On a Friday in early September
2009,
during my first morning at the college, I met briefly with my faculty adviser, Martin Kingsley, a young and immodest professor of comparative literature with a newly minted PhD, but the Jesuits had prepared me well to deal with this particular type of stooge. After our meeting, I attended an obligatory freshman orientation program where the beaming provost, reading from an old set of note cards, told us he was eager to help “kick-start this new academic journey,” but during the rest of his banal speech he said nothing at all about the town and its bizarre history. Prior to my arrival in Normandy Falls, I took Father Montague's advice and looked into newspaper accounts of the college's founder, but I unearthed no evidence of sinister scientific experiments, no allegations of sexual impropriety, no suggestions that he'd dreamed up novel forms of fornication. This made little sense—the headmaster, though a bit eccentric, wasn't a liar—and at lunchtime, while the other freshmen were getting better acquainted in the dining hall, I decided to leave campus and explore the area on my own.

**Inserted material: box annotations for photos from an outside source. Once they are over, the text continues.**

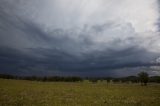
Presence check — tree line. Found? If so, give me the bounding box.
[0,72,160,85]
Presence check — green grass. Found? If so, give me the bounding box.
[0,79,160,106]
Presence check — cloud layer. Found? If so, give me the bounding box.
[0,0,160,76]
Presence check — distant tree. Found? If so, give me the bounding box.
[138,72,149,86]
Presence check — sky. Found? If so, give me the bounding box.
[0,0,160,77]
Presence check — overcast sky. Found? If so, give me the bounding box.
[0,0,160,77]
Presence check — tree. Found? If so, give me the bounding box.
[138,72,149,86]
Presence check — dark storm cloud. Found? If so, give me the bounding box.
[0,0,160,76]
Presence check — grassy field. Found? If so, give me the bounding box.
[0,79,160,106]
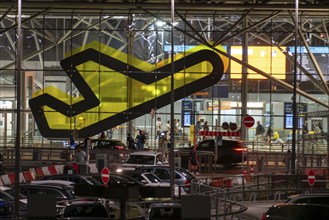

The town was neatly divided in two by a river named in honor of the doctor. More than a century had passed since his demise (or was it his disappearance?), and yet no one had thought to change the Wakefield back to the Wisakatchekwa, its original Iroquois name. Once teeming with smallmouth bass and rainbow trout, the river was now so polluted that people could no longer see their reflections in it. After decades of runoff from a steel mill upstream, the only species that thrived in its sulfurous-smelling waters and contaminated currents were hog suckers and spotfin shiners. The massive trunks of white ashes and weeping willows cantilevered over the broad sweep of river, their exposed roots gripping the crumbling earth like enormous claws.